Last night I lost my plug. I had a ton of very frequent contractions off and on all day yesterday (for just over an hour they were 3-5 minutes apart, though mostly very mild, then they stopped for 45 minutes altogether and began again, etc.) I had to stop charting them when I got a really complicated project and since mostly they weren’t real strong I could focus on my work. As I got ready to leave the office (late, thanks to this crazy project that was ticking me off and stressing me out) I ran to the bathroom before I hit the road and there it was – a good-sized glob of goo. (A “gelatinous glob” as described by the “What To Expect” book). I actually got pretty excited until this morning when my mom looked up some stuff on the internet (having last night estimating that she expected my labor to start within 24 hours based on her experience) and informed me that either intercourse or an internal exam can dislodge the plug. Oops. Having had both within 24 hours, who knows what the real cause was?
I had more steady contractions last night as well. Mr. Moose timed them out at 5-6 minutes apart lasting 1.5-2 minutes in length. If they’d been stronger I would have possibly considered it early labor, but I’m having such a hard time with measuring these mild ones.

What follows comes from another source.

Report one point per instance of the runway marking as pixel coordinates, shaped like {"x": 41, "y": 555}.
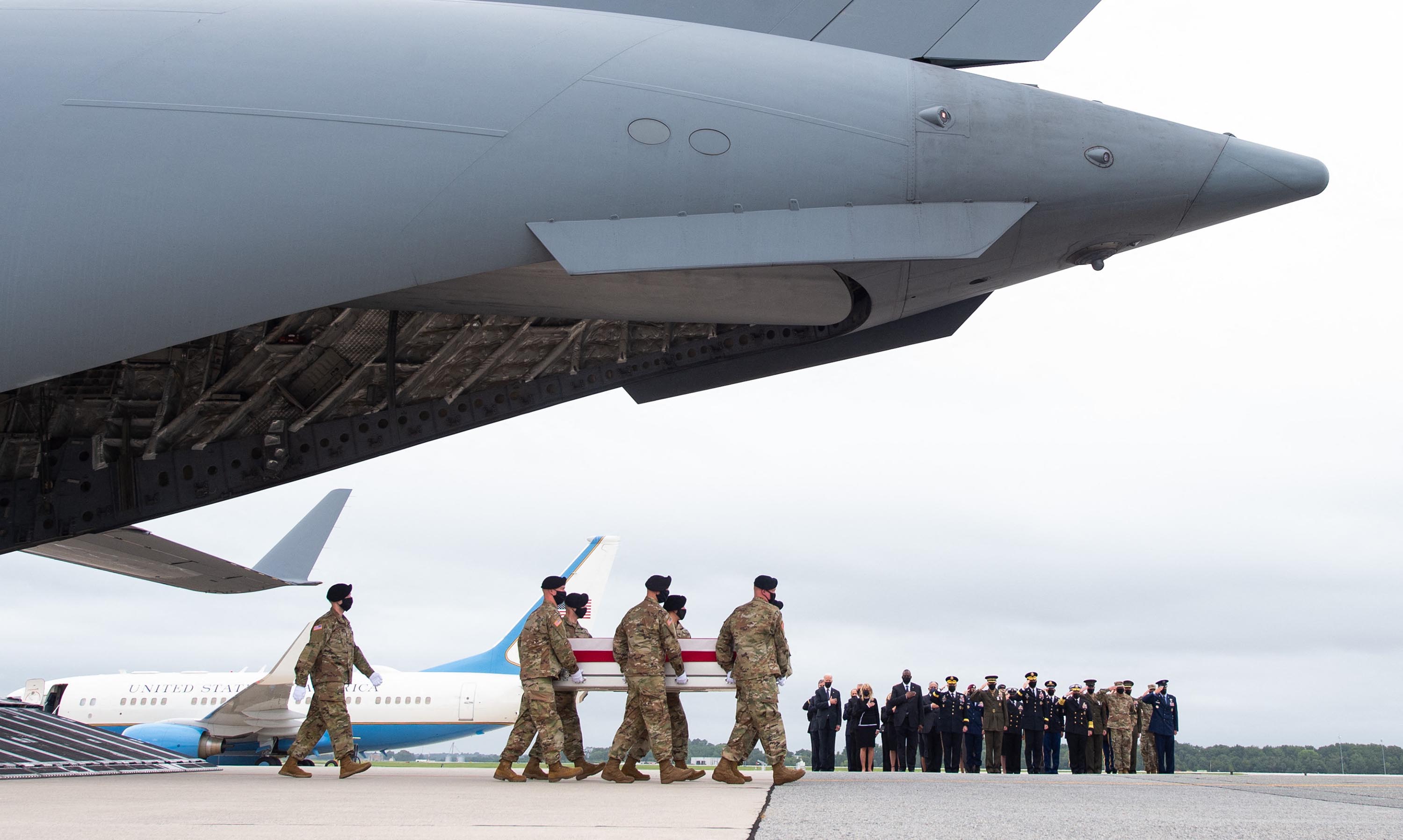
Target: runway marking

This morning, I had several contractions pretty early on – 5-6 in a 25-30 minute period – but they seem to have eased off a bit. I have had several bouts of menstrual-like pain – cramping and lower back ache – and I am DEAD tired. (Brushing my hair took all my energy. I considered crying when I parked my car this morning and imagined the walk from my car in the parking garage to the office) and I am HOT, though my office mate is decidedly not. I am also coughing like crazy due to this stupid cold. I desperately want to go home and go to bed, but I think packing up my desk would be more than I could handle right now.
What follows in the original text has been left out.